For many years, the church was associated with the Wynn (or Wynne) family of Bodewryd. They had an estate at Bodewryd from 1521 until 1755, when Edward Wynne (Chancellor of the Diocese of Hereford from 1707 to 1754) died without male heirs. His uncle, Humphrey Humphreys (who was Bishop of Bangor and then Bishop of Hereford), was married in St Mary's in 1690; the bishop's sister had married into the Wynne family in 1672.

The church is by the side of the road in Bodewryd, in the north of Anglesey, about 3 mi from the town of Amlwch. It is surrounded by a rectangular churchyard, entered through a wooden gate. It is still in use for worship, belonging to the Church in Wales, and is part of the combined parish of Llanfechell with Bodewryd with Rhosbeirio with Llanfflewin and Llanbadrig. It is within the deanery of Twrcelyn, the archdeaconry of Bangor and the Diocese of Bangor. As of 2012, the rector is the Reverend Canon G W Edwards.

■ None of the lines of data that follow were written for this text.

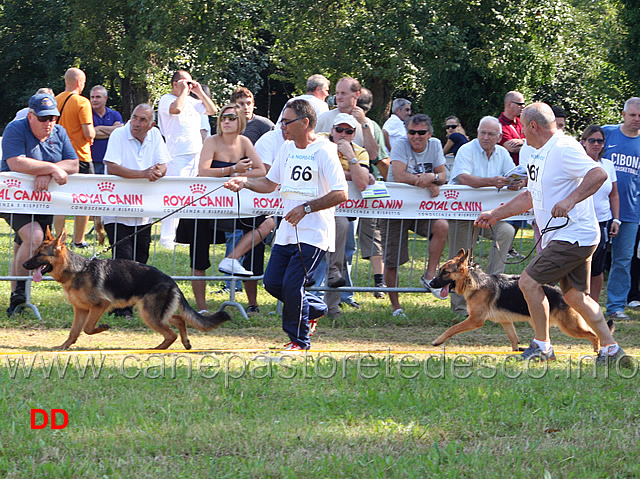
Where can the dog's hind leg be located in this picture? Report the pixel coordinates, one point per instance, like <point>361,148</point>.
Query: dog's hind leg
<point>469,324</point>
<point>179,323</point>
<point>572,324</point>
<point>513,336</point>
<point>95,313</point>
<point>79,318</point>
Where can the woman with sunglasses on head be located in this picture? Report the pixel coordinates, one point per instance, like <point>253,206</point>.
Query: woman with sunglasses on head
<point>606,203</point>
<point>456,136</point>
<point>225,154</point>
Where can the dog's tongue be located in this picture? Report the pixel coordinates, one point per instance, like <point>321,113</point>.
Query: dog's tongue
<point>37,274</point>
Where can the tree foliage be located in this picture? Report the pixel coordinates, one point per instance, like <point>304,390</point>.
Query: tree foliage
<point>447,56</point>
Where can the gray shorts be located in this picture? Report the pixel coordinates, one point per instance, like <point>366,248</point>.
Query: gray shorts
<point>565,263</point>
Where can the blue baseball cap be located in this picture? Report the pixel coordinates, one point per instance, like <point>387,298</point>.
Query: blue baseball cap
<point>44,104</point>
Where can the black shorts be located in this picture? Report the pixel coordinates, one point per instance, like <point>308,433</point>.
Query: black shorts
<point>85,167</point>
<point>17,221</point>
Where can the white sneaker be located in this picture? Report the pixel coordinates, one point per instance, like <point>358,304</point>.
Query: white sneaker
<point>233,267</point>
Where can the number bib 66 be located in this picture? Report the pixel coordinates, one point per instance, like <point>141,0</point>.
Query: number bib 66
<point>300,181</point>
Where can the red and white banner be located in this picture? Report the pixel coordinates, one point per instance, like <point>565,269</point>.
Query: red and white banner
<point>106,195</point>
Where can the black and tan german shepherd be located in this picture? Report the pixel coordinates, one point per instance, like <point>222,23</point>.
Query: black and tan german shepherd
<point>95,286</point>
<point>498,298</point>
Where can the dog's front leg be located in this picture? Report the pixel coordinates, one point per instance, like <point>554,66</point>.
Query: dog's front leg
<point>79,317</point>
<point>471,323</point>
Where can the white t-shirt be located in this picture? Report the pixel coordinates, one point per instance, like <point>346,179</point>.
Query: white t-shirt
<point>317,228</point>
<point>471,159</point>
<point>181,132</point>
<point>601,197</point>
<point>124,150</point>
<point>395,128</point>
<point>268,146</point>
<point>555,171</point>
<point>424,162</point>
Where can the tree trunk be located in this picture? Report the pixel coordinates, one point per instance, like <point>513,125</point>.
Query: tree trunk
<point>131,95</point>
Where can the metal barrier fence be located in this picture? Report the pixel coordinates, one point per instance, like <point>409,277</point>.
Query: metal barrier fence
<point>360,274</point>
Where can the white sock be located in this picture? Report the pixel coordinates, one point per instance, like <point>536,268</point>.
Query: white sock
<point>611,349</point>
<point>543,345</point>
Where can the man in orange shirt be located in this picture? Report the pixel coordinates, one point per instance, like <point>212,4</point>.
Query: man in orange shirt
<point>76,116</point>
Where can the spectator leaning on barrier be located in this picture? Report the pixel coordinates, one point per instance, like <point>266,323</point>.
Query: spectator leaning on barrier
<point>482,163</point>
<point>37,146</point>
<point>135,151</point>
<point>312,183</point>
<point>355,163</point>
<point>416,160</point>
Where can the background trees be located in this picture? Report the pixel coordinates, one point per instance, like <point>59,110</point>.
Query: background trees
<point>447,56</point>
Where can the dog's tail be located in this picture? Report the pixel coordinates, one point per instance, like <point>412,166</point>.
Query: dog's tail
<point>203,322</point>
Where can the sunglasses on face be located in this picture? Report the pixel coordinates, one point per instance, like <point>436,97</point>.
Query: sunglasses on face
<point>43,119</point>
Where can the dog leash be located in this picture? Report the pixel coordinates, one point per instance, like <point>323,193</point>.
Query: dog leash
<point>145,227</point>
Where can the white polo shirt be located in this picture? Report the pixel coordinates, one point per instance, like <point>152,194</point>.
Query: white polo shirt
<point>125,150</point>
<point>326,174</point>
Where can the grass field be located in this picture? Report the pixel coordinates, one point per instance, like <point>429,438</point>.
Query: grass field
<point>373,400</point>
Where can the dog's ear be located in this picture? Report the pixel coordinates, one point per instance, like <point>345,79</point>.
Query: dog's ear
<point>47,234</point>
<point>62,237</point>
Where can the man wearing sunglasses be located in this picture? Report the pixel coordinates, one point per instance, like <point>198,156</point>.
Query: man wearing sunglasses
<point>179,120</point>
<point>355,163</point>
<point>417,160</point>
<point>562,180</point>
<point>512,136</point>
<point>312,183</point>
<point>37,146</point>
<point>394,128</point>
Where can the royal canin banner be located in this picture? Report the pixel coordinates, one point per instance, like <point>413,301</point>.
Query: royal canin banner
<point>107,195</point>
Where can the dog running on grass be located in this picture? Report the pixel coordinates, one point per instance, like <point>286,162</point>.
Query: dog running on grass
<point>498,298</point>
<point>95,286</point>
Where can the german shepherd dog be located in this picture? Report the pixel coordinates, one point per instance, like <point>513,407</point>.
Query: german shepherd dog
<point>498,298</point>
<point>95,286</point>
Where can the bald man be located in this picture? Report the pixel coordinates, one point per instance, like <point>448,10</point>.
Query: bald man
<point>76,116</point>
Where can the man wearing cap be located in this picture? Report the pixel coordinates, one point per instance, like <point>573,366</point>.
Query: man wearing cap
<point>355,163</point>
<point>417,160</point>
<point>37,146</point>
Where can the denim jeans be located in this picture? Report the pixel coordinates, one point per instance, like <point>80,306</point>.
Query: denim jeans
<point>620,274</point>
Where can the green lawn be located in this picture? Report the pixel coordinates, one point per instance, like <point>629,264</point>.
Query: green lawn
<point>330,414</point>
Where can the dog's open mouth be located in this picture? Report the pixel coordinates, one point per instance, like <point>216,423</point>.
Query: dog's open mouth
<point>41,271</point>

The church was used at one time as a chapel of ease for St Eilian's Church, Llaneilian.

==Architecture and fittings==
The rectangular church, which has been described as "tiny", is said by the Diocese of Bangor to be the second-smallest church in Anglesey. The nave and chancel (which are not divided) measure together 34 feet 9 inches by 14 feet (about 10.6 m by 4.3 m). The church is constructed of rubble masonry, dressed with freestone and with a foundation of boulders. The roof, which has a bellcote at the west end, is made of slate; the roof timbers can be seen from inside. The only bell, which is dated 1747, is decorated with a vine scroll. The door to the church is on the north side through a porch; the doorway to the porch has a rounded head and a 15th-century style doorjamb, but the porch itself is more modern. The windows in the nave (one in the north wall, one in the west wall and two in the south wall) have rounded tops. The window at the east end of the church, which dates from the late 16th century, is rectangular with three arched lights (vertical sections) set in a square frame. The lights are separated by mullions and there is an external hoodmould above the window.

There are two fonts: one, which may be medieval in origin, is a gritstone bowl of rectangular shape; the other, which may have been added during the 19th-century restoration, is an oval alabaster bowl, with rich decoration. The south wall of the chancel has a brass tablet to mark money received from Queen Anne's Bounty in 1720 and Robert Wynn, rector of Llantrisant, Anglesey, in 1727. There are various memorials on the interior walls. Edward Wynne (who is buried in the churchyard), his siblings and parents are commemorated by various brass tablets. The 1937 survey of the church by the Royal Commission on Ancient and Historical Monuments in Wales and Monmouthshire claims that seven generations of Wynne's male ancestors were buried in the church, beginning with Rees ap Llewelyn in 1500. The survey also recorded that the church possessed a silver cup from about 1641 donated by Wynne, a silver cup and paten donated by his sister Ellin in 1703, and part of an oak table top with a Latin inscription and the date 1611.

==Assessment==
The church has national recognition and statutory protection from alteration as it has been designated as a Grade II listed building – the lowest of the three grades of listing, designating "buildings of special interest, which warrant every effort being made to preserve them". It was given this status on 12 May 1970 and has been listed as "a simple, rural church of Medieval origins". Cadw (the Welsh Assembly Government body responsible for the built heritage of Wales and for the inclusion of Welsh buildings on the statutory lists) notes that it "retains Medieval fabric but is largely of 19th-century character", describing it as a "simple vernacular building."

The 19th-century antiquarian Angharad Llwyd described the church as a "small ancient edifice". She noted the memorials to the Wynnes as well as a tablet marking Edward Wynne's "munificence": she recorded that he had donated 121 acre in 1722 and a rent charge of £2 to endow the living, and that £800 was also received from Queen Anne's Bounty. A 2006 guide to the churches of the county describes it as "one of the smallest churches in Anglesey", and says that it stood "in a pleasant location."